Vor seiner Rückkehr am Sonntag zum FC St. Pauli spricht Hoffenheims Co-Trainer André Trulsen über alte Freunde, neue Ziele und die Trennung von seiner Familie

Hamburg. Nein, die Gefahr, dass er auf die falsche der beiden Trainerbänke des Millerntor-Stadions zusteuern werde, sei eher gering. "Ich komme ja immer relativ spät auf den Platz. Da müssten dann schon einige Jungs von uns sitzen", sagt André Trulsen und lacht. Von uns - das bedeutet seit dem Sommer: von der TSG Hoffenheim, seinem Klub, zu dem er als Holger Stanislawskis Co-Trainer vor der Saison gewechselt war. Nun kehrt das langjährige Trainertrio, das von KaPe Nemet komplettiert wird, am Sonntag (14.30 Uhr) erstmals zurück an die alte Wirkungsstätte beim FC St. Pauli.

Es ist das Ablösespiel für Trulsen, der am Millerntor seit 1986 14 Jahre als Abwehrspieler und fünf Jahre als Trainer gewirkt hatte. Nicht weniger als 15 000 Fans haben sich zum Wiedersehen angesagt. "Es kribbelt natürlich", sagt der 46-Jährige, "ein schönes Gefühl, wenn sich die Fans freuen und etwas mit uns verbinden. Aber das beruht auf Gegenseitigkeit. Natürlich ist es auch für mich etwas ganz Besonderes. Zumindest nach dem Spiel will ich versuchen, den einen oder anderen Blick zu erhaschen." Bis zum Abpfiff zähle allein - typisch Trulsen - das Sportliche. Vor allem seiner tadellosen Berufseinstellung und seiner Bescheidenheit verdankt er die hohen Sympathiewerte auf St. Pauli. Und so ist es wenig überraschend, dass "Truller", Mitglied der Jahrhundertelf und besungener "Fußballgott", zunächst mal professionell an die Partie herangeht. "Ich verschwende keine Gedanken daran, ob wir nachher auf die Ehrenrunde gehen. Für uns ist das Spiel vor allem sportlich sehr wichtig." Sechs Tage später beginnt mit dem Heimspiel gegen Hannover bereits die Rückrunde.

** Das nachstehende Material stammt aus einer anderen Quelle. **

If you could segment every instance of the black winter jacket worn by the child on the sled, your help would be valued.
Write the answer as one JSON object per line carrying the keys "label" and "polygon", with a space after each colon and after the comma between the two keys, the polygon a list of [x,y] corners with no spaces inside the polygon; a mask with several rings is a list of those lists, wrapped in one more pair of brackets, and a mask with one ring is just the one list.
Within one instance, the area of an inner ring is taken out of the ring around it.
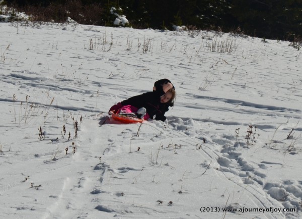
{"label": "black winter jacket worn by the child on the sled", "polygon": [[121,101],[122,105],[133,105],[137,108],[145,107],[150,119],[165,121],[164,116],[169,111],[169,103],[161,103],[161,97],[156,92],[147,92]]}

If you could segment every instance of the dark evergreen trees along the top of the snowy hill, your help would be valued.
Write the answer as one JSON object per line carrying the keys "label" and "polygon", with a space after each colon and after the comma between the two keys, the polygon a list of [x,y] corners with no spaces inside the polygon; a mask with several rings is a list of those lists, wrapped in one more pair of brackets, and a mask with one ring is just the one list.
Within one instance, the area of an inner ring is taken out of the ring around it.
{"label": "dark evergreen trees along the top of the snowy hill", "polygon": [[[121,8],[130,26],[169,29],[173,25],[294,40],[302,36],[301,0],[8,0],[37,20],[113,26],[110,8]],[[67,16],[66,11],[70,14]]]}

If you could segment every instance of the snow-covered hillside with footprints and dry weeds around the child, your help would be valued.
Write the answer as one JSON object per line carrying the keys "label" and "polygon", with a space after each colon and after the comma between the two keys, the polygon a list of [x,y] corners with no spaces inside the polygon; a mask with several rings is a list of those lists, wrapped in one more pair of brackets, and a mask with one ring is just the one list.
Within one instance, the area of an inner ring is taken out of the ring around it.
{"label": "snow-covered hillside with footprints and dry weeds around the child", "polygon": [[[0,217],[301,218],[302,61],[288,42],[0,29]],[[109,119],[162,78],[177,92],[166,122]]]}

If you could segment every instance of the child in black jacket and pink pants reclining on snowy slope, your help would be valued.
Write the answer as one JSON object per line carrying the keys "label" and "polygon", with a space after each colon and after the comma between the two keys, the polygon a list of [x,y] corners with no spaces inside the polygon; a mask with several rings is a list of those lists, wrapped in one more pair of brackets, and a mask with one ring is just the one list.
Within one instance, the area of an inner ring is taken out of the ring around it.
{"label": "child in black jacket and pink pants reclining on snowy slope", "polygon": [[[146,92],[111,106],[110,111],[117,114],[135,113],[144,120],[153,119],[165,121],[165,113],[169,106],[174,105],[175,88],[170,80],[161,79],[154,83],[153,92]],[[144,111],[146,113],[144,113]]]}

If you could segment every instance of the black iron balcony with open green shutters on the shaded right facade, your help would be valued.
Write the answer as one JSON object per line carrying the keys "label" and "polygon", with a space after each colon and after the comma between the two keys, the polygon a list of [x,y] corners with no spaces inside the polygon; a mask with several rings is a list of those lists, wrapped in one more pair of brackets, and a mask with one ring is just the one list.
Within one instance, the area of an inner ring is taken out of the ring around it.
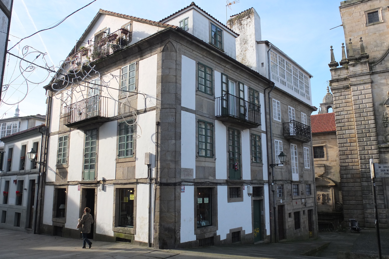
{"label": "black iron balcony with open green shutters on the shaded right facade", "polygon": [[215,98],[215,115],[220,121],[235,122],[244,128],[261,125],[261,107],[232,94]]}

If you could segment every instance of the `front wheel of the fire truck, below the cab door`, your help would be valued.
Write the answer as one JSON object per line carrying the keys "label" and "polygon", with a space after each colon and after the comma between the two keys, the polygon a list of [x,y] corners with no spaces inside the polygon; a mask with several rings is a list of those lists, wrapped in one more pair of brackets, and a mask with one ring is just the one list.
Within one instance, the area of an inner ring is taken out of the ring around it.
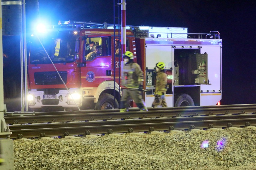
{"label": "front wheel of the fire truck, below the cab door", "polygon": [[118,103],[114,102],[114,96],[108,93],[101,94],[98,102],[96,103],[95,109],[105,110],[105,109],[114,109],[114,108],[118,108]]}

Trulsens ehemalige Spieler befinden sich dagegen erst seit Montag im Training. "Der Trainingsprozess ist bedeutungsvoller als dieses Spiel", sagt Trainer André Schubert, "aber jeder sollte die Gelegenheit nutzen, um sich zu zeigen." Der Konkurrenzkampf für den Auftakt 2012 in drei Wochen bei Alemannia Aachen hat begonnen. Und nicht nur Schubert hat eine gute Ausgangsposition im Aufstiegsrennen erkannt. "St. Paulis Chancen stehen gut. Es ist nicht normal, als Absteiger gleich wieder oben dran zu sein", lobt Trulsen, der die Braun-Weißen intensiv verfolgt.

Seit seinem Abschied hat es ihn auch schon "ein-, zweimal wieder ins Stadion gezogen. Es war zwar leer, aber ich musste einfach vorbeischauen", so Trulsen, der so oft wie möglich nach Hamburg pendelt. Seine Frau Sabine und Sohn Tobias, 17, blieben in Hamburg, Familie Trulsen ist nur einmal im Monat komplett. "Natürlich ist das nicht leicht. Ich habe mit dem Fußball viel um die Ohren, daher leidet meine Frau, die zu unseren Heimspielen fast immer nach Hoffenheim kommt, sicher am meisten. Aber wir versuchen das Beste daraus zu machen", sagt der Familienvater, der im Kraichgau als Letzter des Trainertrios sesshaft wurde.

In Zuzenhausen, wo das imposante Trainingsgeländer der TSG am Ortseingang die Besucher begrüßt, hat er am 1. Dezember eine kleine Wohnung bezogen. An diesem Wochenende aber kommt er zurück nach Hause, in sein "Wohnzimmer", das Millerntor.